Observer Sunday 15th May - Article by Andrew Purvis, FOOD ISSUE on the high fat content of broiler chickens. "IT USED TO BE LEAN CUISINE" I wish to congratulate Andrew Purvis (Food Magazine, Sunday, 15th May) for a thoughtful analysis of the errors that have crept into food production over the last 50 years.{}
During World War II the coalition Government, remembering the adverse impact of poor nutrition in the fighting force during World War I, created a Ministry of Food to secure the food supply. Professor Jack Drummond, aided by leading nutritionists of the day conducted a policy of nutrition and health, which was based on the principles of Sir Robert McCarrison’s seminal studies on nutrition and health between the wars and new knowledge on micronutrients. All forms of chronic disease declined during the war. After the war, the policy was abandoned and replaced by “production” and “growth rates”., much to the dismay of Drummond. He left academia in disgust and went to work for Boots. He still comapaigned for a return to food production linked to nutrition which had been proved to be effective during the war. He with his whole family was murdered and taken out of the debate that raged.
Just afterwards in the early 1950s. Hugh Sinclair, one of Drummond’s people durin the war, was ostracised for daring to write in the Lancet that atherosclerosis and heart disease was a deficiency disease, especially of essential fatty acids. His laboratory at Oxford University was shut down and he had to set up a laboratory in his own house.

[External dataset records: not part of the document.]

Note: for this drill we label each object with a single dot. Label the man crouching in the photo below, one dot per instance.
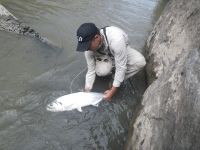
(104, 49)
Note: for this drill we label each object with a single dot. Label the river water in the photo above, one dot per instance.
(33, 74)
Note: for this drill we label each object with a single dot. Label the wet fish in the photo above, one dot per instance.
(75, 101)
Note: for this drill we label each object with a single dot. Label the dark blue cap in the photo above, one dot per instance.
(85, 33)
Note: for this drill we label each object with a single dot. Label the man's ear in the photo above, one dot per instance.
(96, 36)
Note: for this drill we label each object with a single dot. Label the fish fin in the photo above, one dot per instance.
(96, 105)
(79, 109)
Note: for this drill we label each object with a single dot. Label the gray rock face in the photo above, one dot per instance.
(170, 117)
(9, 23)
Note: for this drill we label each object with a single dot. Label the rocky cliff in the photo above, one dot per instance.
(170, 114)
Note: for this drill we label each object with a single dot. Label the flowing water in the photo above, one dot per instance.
(32, 75)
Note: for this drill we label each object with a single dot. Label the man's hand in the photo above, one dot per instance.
(109, 93)
(87, 90)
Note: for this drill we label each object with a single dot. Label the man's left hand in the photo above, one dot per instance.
(109, 93)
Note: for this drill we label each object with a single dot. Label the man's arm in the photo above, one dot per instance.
(120, 55)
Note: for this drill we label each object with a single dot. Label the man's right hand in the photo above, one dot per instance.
(87, 90)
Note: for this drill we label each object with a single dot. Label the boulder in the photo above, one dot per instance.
(170, 115)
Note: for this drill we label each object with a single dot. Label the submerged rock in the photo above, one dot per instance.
(170, 116)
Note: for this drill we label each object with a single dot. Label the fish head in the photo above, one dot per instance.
(55, 106)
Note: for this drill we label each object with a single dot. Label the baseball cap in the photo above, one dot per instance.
(85, 33)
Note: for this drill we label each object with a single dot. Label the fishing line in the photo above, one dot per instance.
(75, 78)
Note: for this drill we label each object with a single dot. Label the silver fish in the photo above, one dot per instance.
(75, 101)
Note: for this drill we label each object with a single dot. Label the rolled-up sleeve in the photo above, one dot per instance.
(90, 75)
(120, 54)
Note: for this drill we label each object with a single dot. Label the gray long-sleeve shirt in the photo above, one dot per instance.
(118, 42)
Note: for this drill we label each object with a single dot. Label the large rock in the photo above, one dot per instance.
(170, 116)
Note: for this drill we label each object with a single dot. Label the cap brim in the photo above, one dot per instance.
(84, 46)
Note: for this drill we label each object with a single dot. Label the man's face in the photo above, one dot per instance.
(95, 43)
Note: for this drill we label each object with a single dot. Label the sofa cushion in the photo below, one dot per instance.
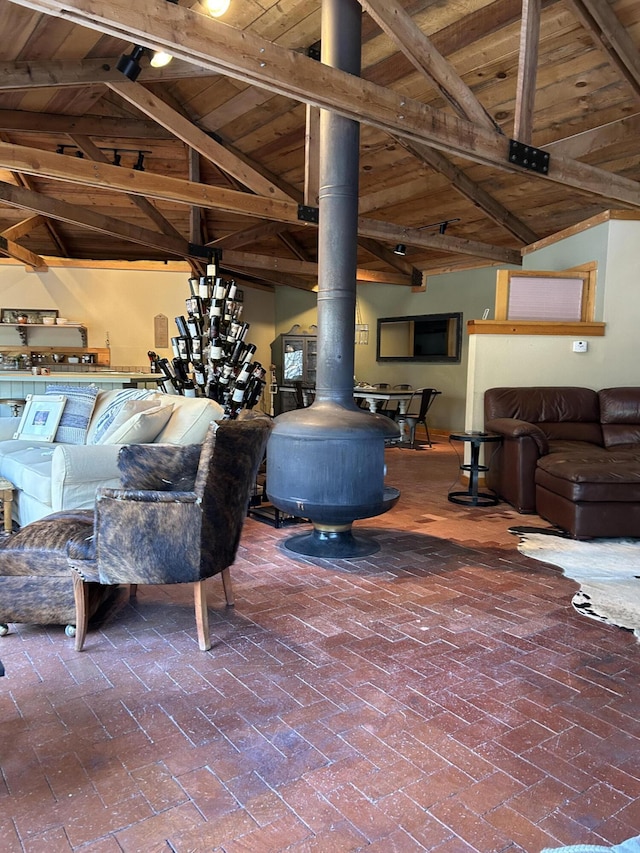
(159, 467)
(620, 415)
(108, 406)
(560, 412)
(578, 479)
(28, 466)
(190, 419)
(138, 422)
(76, 415)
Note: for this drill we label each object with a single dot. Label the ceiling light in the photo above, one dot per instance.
(216, 8)
(129, 64)
(160, 59)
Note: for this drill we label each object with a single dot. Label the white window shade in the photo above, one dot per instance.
(542, 298)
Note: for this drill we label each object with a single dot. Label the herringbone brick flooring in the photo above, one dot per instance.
(441, 695)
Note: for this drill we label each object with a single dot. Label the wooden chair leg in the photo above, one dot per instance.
(81, 597)
(227, 586)
(202, 615)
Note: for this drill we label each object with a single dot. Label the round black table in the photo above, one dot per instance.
(473, 496)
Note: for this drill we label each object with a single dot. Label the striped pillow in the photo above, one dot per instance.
(107, 416)
(80, 400)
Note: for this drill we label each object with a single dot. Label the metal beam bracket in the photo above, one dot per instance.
(306, 213)
(534, 159)
(206, 252)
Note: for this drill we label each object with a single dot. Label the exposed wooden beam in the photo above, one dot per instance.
(23, 180)
(10, 249)
(241, 54)
(62, 210)
(262, 231)
(419, 50)
(195, 138)
(94, 153)
(470, 190)
(88, 125)
(600, 21)
(108, 177)
(297, 267)
(312, 156)
(527, 71)
(378, 250)
(25, 227)
(590, 141)
(87, 72)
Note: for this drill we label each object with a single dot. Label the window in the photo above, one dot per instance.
(566, 296)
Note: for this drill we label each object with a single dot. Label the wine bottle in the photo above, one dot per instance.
(181, 323)
(189, 388)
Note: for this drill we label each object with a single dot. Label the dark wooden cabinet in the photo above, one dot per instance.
(294, 357)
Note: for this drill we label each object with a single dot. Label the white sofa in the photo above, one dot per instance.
(53, 476)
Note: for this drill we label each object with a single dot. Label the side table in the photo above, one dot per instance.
(473, 496)
(6, 496)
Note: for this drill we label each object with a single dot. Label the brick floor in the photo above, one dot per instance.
(441, 695)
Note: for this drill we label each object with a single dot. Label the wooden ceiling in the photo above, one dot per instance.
(228, 131)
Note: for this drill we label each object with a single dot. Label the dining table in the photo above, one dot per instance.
(375, 396)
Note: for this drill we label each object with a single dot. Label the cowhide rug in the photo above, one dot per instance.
(608, 571)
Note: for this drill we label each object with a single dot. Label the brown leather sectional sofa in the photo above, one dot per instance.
(570, 454)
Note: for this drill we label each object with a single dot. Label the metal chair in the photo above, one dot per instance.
(427, 397)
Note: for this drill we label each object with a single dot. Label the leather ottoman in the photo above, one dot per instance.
(590, 496)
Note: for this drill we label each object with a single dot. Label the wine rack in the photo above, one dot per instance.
(211, 355)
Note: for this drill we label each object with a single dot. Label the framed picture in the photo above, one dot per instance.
(41, 417)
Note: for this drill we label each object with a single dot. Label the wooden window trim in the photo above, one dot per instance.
(587, 273)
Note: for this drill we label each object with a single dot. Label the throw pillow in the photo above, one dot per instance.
(137, 424)
(74, 422)
(190, 420)
(159, 467)
(104, 416)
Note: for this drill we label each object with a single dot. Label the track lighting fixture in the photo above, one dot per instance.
(129, 64)
(217, 8)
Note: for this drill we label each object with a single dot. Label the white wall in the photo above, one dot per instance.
(505, 360)
(124, 302)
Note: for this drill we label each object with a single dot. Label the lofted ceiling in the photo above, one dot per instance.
(228, 132)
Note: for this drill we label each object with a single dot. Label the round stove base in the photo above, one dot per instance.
(332, 544)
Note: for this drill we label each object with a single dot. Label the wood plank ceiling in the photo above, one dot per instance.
(227, 132)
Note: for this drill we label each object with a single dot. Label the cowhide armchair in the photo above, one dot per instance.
(149, 532)
(34, 573)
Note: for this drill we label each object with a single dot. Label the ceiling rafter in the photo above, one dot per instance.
(104, 176)
(85, 145)
(25, 227)
(527, 71)
(601, 22)
(25, 181)
(197, 139)
(471, 191)
(11, 249)
(245, 56)
(77, 215)
(419, 50)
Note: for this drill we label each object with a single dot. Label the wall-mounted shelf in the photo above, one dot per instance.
(24, 328)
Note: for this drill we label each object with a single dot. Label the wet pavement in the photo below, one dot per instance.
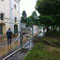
(20, 55)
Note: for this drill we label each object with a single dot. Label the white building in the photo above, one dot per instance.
(9, 16)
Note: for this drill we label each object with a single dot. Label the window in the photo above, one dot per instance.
(1, 16)
(15, 19)
(15, 6)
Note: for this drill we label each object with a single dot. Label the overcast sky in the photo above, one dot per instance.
(28, 6)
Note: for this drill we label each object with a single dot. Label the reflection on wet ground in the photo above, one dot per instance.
(19, 55)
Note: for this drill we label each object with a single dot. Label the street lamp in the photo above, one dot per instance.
(10, 10)
(21, 36)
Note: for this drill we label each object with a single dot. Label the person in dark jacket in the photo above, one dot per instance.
(9, 36)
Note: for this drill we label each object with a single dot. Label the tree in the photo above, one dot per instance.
(24, 17)
(49, 11)
(35, 18)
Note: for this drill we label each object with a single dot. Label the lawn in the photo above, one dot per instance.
(44, 52)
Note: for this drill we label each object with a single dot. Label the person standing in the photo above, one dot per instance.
(9, 36)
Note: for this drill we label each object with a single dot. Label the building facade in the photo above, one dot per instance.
(9, 16)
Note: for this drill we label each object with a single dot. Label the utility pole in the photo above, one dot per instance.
(10, 10)
(21, 36)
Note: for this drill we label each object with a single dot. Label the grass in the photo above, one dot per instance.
(44, 52)
(51, 38)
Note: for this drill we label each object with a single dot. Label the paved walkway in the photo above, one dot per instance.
(20, 55)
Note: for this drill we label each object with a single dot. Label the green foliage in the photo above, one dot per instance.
(33, 19)
(49, 12)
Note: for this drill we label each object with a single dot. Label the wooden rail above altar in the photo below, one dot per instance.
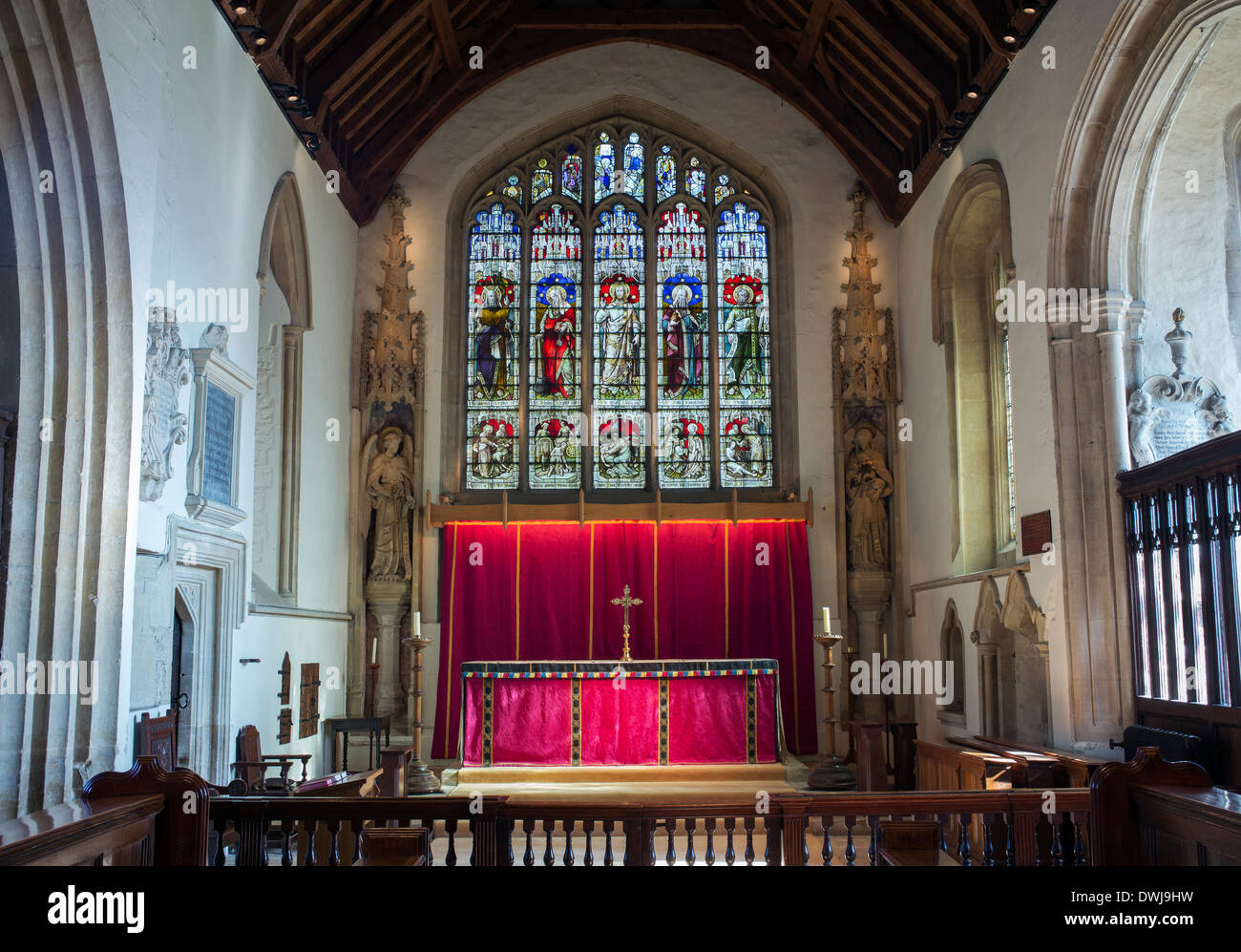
(656, 510)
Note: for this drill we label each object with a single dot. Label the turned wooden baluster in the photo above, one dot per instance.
(570, 826)
(1079, 838)
(988, 847)
(528, 857)
(963, 843)
(334, 851)
(311, 831)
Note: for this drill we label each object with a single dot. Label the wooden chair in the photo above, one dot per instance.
(249, 769)
(157, 737)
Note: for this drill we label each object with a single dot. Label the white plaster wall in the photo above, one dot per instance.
(815, 180)
(1186, 234)
(1021, 127)
(201, 150)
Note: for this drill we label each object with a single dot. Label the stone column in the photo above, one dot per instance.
(389, 603)
(869, 593)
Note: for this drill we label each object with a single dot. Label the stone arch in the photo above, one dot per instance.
(625, 112)
(284, 315)
(972, 260)
(69, 539)
(952, 649)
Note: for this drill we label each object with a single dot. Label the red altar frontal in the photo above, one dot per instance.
(590, 714)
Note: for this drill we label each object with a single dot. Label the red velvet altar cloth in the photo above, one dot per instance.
(582, 714)
(710, 590)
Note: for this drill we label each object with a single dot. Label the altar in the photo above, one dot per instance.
(581, 714)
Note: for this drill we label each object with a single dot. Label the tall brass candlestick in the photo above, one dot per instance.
(418, 777)
(831, 773)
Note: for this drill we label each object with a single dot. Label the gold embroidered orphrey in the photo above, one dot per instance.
(625, 601)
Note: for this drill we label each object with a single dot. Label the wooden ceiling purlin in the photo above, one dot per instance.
(886, 81)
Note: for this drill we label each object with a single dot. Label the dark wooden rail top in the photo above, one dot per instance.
(77, 833)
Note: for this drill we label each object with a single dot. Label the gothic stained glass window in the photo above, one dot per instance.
(679, 389)
(665, 174)
(571, 174)
(620, 347)
(604, 168)
(634, 177)
(540, 181)
(555, 347)
(695, 179)
(744, 330)
(513, 189)
(492, 361)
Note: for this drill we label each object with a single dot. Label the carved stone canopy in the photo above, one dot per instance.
(168, 370)
(1170, 413)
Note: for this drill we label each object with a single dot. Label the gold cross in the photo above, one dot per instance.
(625, 601)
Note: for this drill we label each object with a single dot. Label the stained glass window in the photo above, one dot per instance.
(604, 168)
(620, 369)
(571, 173)
(678, 392)
(540, 181)
(665, 174)
(555, 346)
(513, 189)
(492, 354)
(634, 177)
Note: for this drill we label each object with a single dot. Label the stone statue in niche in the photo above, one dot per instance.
(168, 370)
(868, 484)
(1170, 413)
(389, 458)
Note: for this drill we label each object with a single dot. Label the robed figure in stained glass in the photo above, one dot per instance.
(557, 318)
(741, 297)
(620, 326)
(493, 342)
(683, 342)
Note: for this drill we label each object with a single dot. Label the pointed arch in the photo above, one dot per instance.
(284, 315)
(972, 262)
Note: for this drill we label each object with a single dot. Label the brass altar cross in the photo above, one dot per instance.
(625, 601)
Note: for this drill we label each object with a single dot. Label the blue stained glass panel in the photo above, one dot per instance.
(494, 274)
(665, 174)
(492, 450)
(620, 309)
(604, 169)
(745, 448)
(634, 169)
(684, 340)
(684, 450)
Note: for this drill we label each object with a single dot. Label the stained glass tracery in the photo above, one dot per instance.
(678, 390)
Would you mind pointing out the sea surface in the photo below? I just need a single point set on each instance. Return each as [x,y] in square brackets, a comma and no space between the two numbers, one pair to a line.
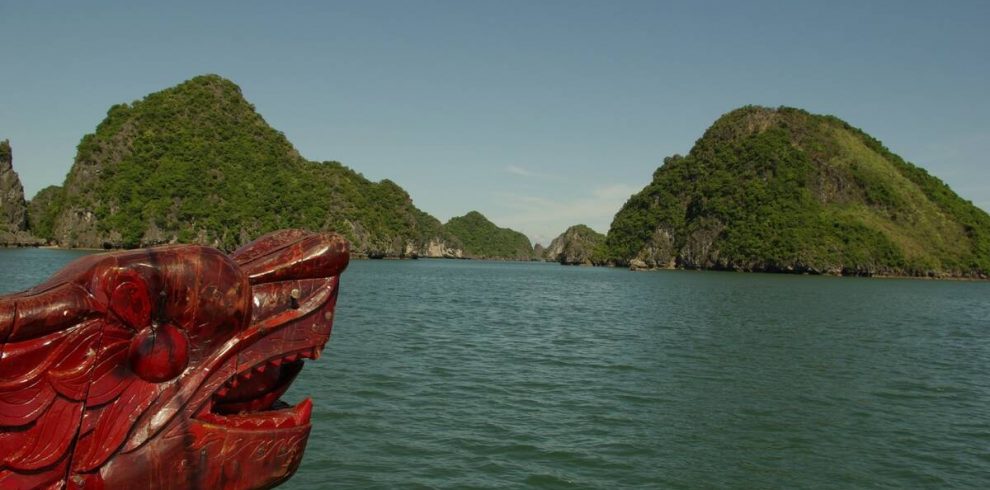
[469,374]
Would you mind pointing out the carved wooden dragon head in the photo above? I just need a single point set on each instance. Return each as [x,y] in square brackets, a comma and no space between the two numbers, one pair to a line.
[163,367]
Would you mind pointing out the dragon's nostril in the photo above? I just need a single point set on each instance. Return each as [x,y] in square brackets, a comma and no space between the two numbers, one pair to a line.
[159,353]
[131,303]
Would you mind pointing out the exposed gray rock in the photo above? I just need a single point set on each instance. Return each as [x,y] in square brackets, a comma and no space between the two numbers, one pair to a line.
[13,207]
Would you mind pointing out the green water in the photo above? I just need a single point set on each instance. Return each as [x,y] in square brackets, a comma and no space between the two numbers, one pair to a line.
[454,374]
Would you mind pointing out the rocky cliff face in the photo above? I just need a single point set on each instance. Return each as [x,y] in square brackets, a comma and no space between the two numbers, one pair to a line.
[13,207]
[578,245]
[782,190]
[482,239]
[196,163]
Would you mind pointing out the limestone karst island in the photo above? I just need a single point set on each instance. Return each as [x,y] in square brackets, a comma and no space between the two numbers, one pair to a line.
[772,190]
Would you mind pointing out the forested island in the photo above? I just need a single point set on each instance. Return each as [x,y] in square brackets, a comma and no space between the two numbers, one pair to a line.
[782,190]
[771,190]
[196,163]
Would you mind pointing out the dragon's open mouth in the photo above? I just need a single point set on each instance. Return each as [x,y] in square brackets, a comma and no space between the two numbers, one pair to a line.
[294,287]
[252,398]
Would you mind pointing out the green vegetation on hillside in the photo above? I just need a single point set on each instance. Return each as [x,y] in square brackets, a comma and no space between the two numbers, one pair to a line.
[785,190]
[483,239]
[196,163]
[578,244]
[43,209]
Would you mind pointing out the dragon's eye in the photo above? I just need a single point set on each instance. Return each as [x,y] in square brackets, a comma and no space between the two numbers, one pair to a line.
[159,352]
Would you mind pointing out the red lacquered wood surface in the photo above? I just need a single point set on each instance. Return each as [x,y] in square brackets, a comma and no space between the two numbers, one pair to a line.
[163,367]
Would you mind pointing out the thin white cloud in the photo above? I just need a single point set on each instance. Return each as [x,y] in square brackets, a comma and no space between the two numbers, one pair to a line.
[543,218]
[516,170]
[525,172]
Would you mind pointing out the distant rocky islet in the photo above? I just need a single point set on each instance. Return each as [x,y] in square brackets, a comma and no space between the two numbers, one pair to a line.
[772,190]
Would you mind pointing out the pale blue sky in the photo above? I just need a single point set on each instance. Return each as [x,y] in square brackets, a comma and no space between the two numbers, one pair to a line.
[538,114]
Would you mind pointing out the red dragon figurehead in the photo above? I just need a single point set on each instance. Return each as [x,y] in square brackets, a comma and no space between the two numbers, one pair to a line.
[163,367]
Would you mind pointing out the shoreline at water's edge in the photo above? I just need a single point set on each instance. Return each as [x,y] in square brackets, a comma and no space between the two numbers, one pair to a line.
[362,256]
[946,277]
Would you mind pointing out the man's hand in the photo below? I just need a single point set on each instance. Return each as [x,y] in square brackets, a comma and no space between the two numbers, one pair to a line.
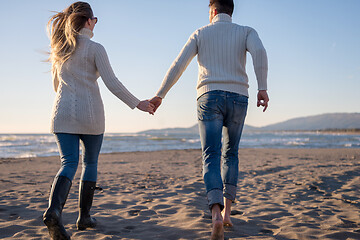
[146,106]
[156,101]
[263,99]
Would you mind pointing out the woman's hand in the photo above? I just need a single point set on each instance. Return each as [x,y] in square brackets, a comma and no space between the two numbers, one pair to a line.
[146,106]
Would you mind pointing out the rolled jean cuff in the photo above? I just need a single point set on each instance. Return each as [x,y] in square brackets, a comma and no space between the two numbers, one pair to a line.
[230,191]
[215,196]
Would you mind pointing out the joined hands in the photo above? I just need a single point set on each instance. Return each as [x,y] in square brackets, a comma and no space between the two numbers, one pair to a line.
[150,106]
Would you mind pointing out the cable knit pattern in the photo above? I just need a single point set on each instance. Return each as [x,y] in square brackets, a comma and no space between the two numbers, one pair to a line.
[221,47]
[78,106]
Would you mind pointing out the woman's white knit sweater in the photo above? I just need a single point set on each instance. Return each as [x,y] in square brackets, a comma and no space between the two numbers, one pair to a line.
[78,107]
[221,47]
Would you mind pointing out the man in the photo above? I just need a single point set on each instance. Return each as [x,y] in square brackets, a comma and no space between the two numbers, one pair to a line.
[222,99]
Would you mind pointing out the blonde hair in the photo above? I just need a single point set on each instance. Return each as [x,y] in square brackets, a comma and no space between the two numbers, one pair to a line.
[63,28]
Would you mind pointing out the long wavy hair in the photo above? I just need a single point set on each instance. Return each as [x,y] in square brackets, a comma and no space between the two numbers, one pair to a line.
[63,28]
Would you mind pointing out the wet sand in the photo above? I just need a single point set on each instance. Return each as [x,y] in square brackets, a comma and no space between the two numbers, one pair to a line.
[282,194]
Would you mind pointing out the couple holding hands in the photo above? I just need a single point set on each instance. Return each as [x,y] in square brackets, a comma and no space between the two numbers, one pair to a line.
[222,100]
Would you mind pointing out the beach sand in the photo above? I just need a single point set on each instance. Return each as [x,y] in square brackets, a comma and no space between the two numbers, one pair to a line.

The public perception is that animal products provide protein which is essential to life. That they actually provide 2-6 times more fat calories than protein, will come as a shock to people outside nutritional science and the McCarrison Society as this point has been discussed at several of our conferences. It is worth pointing out that Purvis vindicates Sinclair’s position as the twist in the protein fat calorie ratio ipso fact, means people get less nutrients for the same calorie count.
Hugh Sinclair was a past President of our Society and a man far ahead of his time. He was perfectly correct about the deficiency of essential fatty acids and at a symposium (no. 21) of the Zoological Society of London, which I origanised, he gave a seminal paper in which he identied docosahexaenoic acid as an important compment of the story. Now everyne talks about the importance of omega 3 fatty acids to protect agains heart disease. It is all there in Hugh's paper pulished by the Zoological Society in 1968 and in the Society's library.